Nel caso oggetto della sentenza della Corte di Cassazione del 1° marzo 2022, n. 6664, le parti avevano conciliato innanzi al Giudice del Lavoro una controversia relativa alla impugnazione di un contratto a termine concordando l’assunzione del lavoratore alle dipendenze del datore con un nuovo contratto a termine a fronte della rinunzia del lavoratore ad avanzare qualsiasi pretesa in relazione a tale secondo contratto a termine. Il lavoratore alla scadenza aveva invece domandato la conversione del rapporto per superamento del termine massimo di durata di trentasei mesi, eccependo la nullità – confermata anche dalla Corte di Cassazione – della transazione per violazione degli artt. 1418, comma 2, e 1325 c.c., sul rilievo, appunto, che la stessa aveva avuto ad oggetto un diritto non ancora maturato.
Nello stesso senso, si è pronunciata la Corte di Cassazione con riferimento alle rinunzie del lavoratore (formalizzate in sede protetta nel corso del rapporto di lavoro) all’incidenza sul trattamento di fine rapporto di una certa voce retributiva (Cass., 28 maggio 2019, n. 14510, in GC Mass., 2019) ed al risarcimento dei danni ex art. 2116, comma 2, c.c. (Cass., 8 giugno 2021, n. 15947, in DRI, 2021, IV, 1172) sul rilievo che, da un lato, il TFR entra a far parte del patrimonio del lavoratore solo con la cessazione del rapporto di lavoro e, dall’altro, che il danno da omissione contributiva si determina solo con la definitiva perdita della prestazione previdenziale.

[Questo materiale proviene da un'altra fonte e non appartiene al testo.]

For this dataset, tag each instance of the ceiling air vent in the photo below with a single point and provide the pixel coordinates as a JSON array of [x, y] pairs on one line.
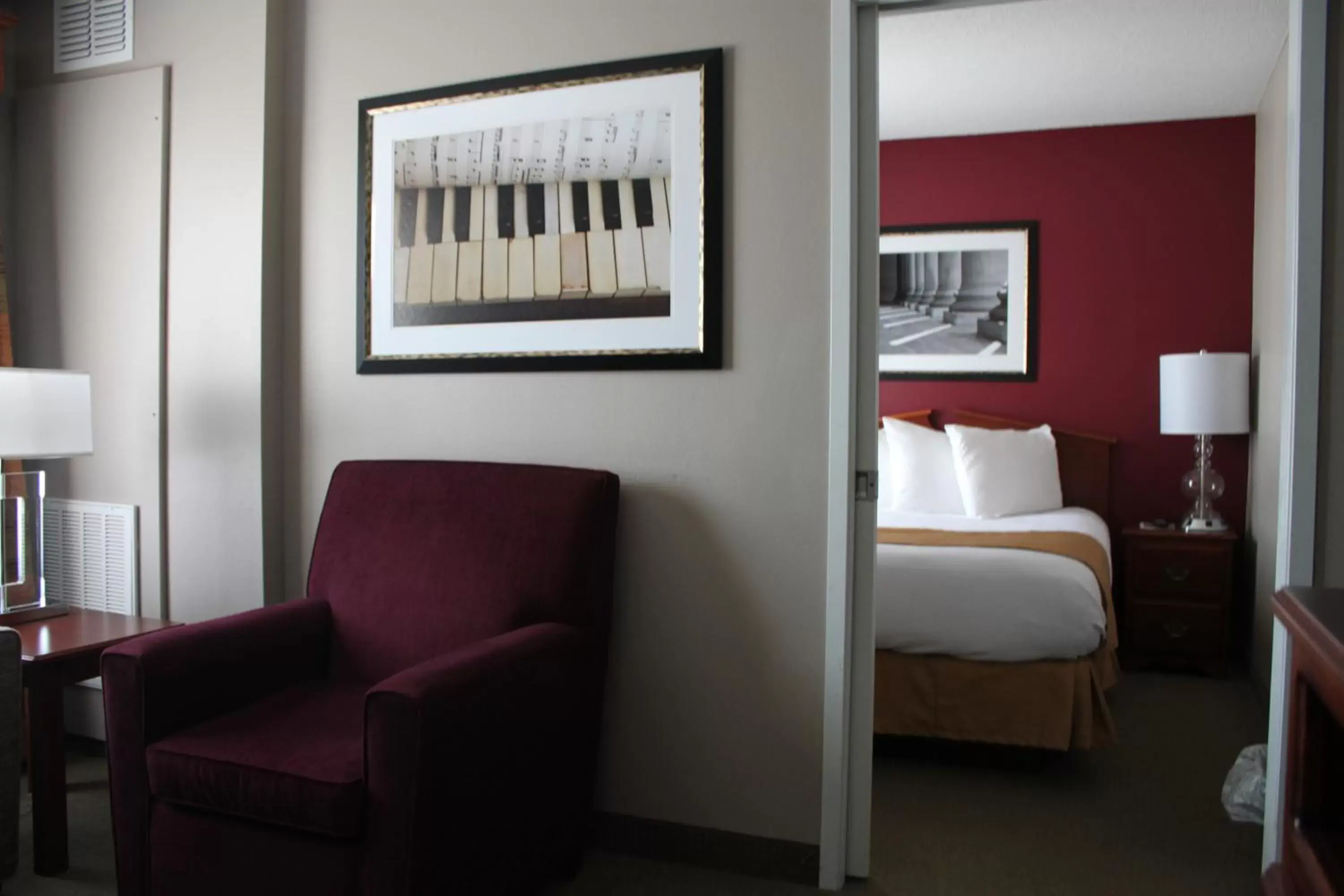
[[92, 33]]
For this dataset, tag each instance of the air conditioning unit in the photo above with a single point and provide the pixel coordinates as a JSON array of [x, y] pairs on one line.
[[92, 33]]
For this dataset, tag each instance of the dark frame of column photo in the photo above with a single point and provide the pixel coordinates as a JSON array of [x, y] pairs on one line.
[[951, 311]]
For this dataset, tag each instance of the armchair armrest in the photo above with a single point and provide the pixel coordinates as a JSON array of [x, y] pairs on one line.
[[178, 677], [498, 734], [183, 676]]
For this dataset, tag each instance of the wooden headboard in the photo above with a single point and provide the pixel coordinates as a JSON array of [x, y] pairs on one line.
[[1084, 460]]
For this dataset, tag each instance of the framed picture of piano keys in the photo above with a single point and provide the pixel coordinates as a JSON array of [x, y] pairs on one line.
[[557, 221]]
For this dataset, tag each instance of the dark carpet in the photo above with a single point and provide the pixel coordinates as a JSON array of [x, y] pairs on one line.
[[1142, 818]]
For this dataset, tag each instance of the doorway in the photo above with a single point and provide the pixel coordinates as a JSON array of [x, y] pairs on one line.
[[855, 396]]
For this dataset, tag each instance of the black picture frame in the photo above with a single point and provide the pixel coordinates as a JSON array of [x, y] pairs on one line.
[[710, 355], [1033, 295]]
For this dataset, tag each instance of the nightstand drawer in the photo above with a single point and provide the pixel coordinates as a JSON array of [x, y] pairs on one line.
[[1176, 629], [1189, 571]]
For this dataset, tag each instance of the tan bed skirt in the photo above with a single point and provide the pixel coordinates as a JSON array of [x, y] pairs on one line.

In presenza di un vizio di nullità o una causa di annullabilità (per incapacità di intendere e di volere, ex art. 1425 c.c. o per vizio del consenso ai sensi degli artt. 1427 c.c. e ss), è dunque irrilevante il fatto che la rinunzia o la transazione sia stata stipulata in una delle sedi protette previste dall’art. 2113, ultimo comma, c.c., nel senso che tale circostanza non sana la causa di invalidità e, pertanto, la parte interessata può sempre (naturalmente, nei limiti previsti dalla più generale disciplina civilistica) impugnare la rinunzia o la transazione.
Ai fini dell’applicabilità dell’art. 2113 c.c., devono ritenersi indisponibili non soltanto i diritti del lavoratore di natura retributiva o risarcitoria correlati alla lesione di diritti fondamentali della persona, ma anche quei diritti di natura retributiva che derivano da disposizioni di legge o della contrattazione collettiva non espressamente qualificate come derogabili, in quanto la tutela del lavoratore quale parte più debole del rapporto di lavoro viene disciplinata attraverso norme inderogabili, salvo espressa previsione in senso contrario Cass., 12 febbraio 2004, n. 2734, in D&G, 2004, X, 113; Cass., 12 maggio 2008, n. 11659 e Cass., 7 settembre 2021, n. 24078).
Non rientrano, invece, nel campo di applicazione dell’art. 2113 c.c. i diritti del lavoratore derivanti esclusivamente dal contratto individuale che prevedono trattamenti migliorativi rispetto a quelli di legge o di contratto collettivo (Cass., 12 ottobre 1993, n. 10089, in MGL, 1994, 180).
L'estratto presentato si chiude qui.